The biggest problem with a handler with short legs/short stride, is that if the dog is moving _next _to the handler, the dog will shorten his stride to match the handler's. I love to illustrate this in my handling class by taking someone's dog, and moving it on the down and back while taking short little steps. The dog takes short steps. I then lengthen my own stride, not necessarily moving any faster, and the dog does the same. Teaching the dog to move out _ahead _of you will also help (not closely next to you). The dog should be at least far enough ahead of you that your body is behind his shoulder. He won't be gauging his stride by yours, as he does in the heel position. This can be done by biking him. He learns the gait and speed that you want him to move when on that show lead and collare

Laurie Jordan-Fenner is a perfect example - she is short, and has short legs. But by allowing the dogs to move ahead of her, they can move to their best advantage. (And she's just a pumpin' to keep up! )


----------



## hotel4dogs (Sep 29, 2008)

Thanks, PG, I will try lengthening my stride. 
Tito saw his first bike today, someone rode past on the street when we stepped outside from the show. He was mesmerized!! (yeah, we live in a REAL rural area...)


----------



## molmotta (May 22, 2005)

I've been told before in the ring to slow down - ever since then, I've had this fear of opening my strides too far. How do we know the speed is right?


----------



## Pointgold (Jun 6, 2007)

molmotta said:


> I've been told before in the ring to slow down - ever since then, I've had this fear of opening my strides too far. How do we know the speed is right?


 
Length of stride does not necessarily equate to speed. A Golden should not race around the ring. The dog should cover ground effortlessly, with fewer but longer strides.


----------



## molmotta (May 22, 2005)

I've watched in Thailand this lady handler that literally floats... LOL she seems to be moving really fast somehow and her strides are really long!! Her movement is somewhat like "skipping" around the ring but in really long strides and the dogs that she handles always moves really well...


----------



## DanielleH (Nov 4, 2006)

Pointgold said:


> The biggest problem with a handler with short legs/short stride, is that if the dog is moving _next _to the handler, the dog will shorten his stride to match the handler's. I love to illustrate this in my handling class by taking someone's dog, and moving it on the down and back while taking short little steps. The dog takes short steps. I then lengthen my own stride, not necessarily moving any faster, and the dog does the same. Teaching the dog to move out _ahead _of you will also help (not closely next to you). The dog should be at least far enough ahead of you that your body is behind his shoulder. He won't be gauging his stride by yours, as he does in the heel position. This can be done by biking him.
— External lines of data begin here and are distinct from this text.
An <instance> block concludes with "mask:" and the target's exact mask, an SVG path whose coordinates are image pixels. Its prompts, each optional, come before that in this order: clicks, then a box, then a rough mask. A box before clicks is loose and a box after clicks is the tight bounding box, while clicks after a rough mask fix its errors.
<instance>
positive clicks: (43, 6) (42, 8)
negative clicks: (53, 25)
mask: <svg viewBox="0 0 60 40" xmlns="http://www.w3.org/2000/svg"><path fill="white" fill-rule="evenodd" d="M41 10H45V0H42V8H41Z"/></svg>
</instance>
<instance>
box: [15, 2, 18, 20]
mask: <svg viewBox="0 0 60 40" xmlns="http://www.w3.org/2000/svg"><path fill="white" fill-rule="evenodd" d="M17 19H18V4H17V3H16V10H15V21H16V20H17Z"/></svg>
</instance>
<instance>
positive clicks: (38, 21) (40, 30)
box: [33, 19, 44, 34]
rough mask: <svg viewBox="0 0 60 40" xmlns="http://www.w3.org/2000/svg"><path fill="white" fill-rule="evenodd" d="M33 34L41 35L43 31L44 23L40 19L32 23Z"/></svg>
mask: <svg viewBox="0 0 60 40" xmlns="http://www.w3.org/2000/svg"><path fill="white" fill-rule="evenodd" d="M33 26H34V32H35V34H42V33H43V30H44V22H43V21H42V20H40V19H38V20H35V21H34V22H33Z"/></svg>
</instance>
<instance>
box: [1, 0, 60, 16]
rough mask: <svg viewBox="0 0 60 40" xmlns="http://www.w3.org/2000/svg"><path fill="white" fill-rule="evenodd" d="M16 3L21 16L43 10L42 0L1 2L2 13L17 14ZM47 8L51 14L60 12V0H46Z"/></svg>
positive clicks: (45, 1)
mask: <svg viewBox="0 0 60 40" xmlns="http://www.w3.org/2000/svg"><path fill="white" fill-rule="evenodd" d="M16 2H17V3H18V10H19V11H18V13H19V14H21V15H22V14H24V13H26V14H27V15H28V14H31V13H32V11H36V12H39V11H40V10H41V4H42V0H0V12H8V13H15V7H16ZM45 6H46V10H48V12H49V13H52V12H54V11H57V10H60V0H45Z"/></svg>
He learns the gait and speed that you want him to move when on that show lead and collare
> 
> Laurie Jordan-Fenner is a perfect example - she is short, and has short legs. But by allowing the dogs to move ahead of her, they can move to their best advantage. (And she's just a pumpin' to keep up! )


Thanks PG  This is very useful for me as well, because I am short and have short legs too..


----------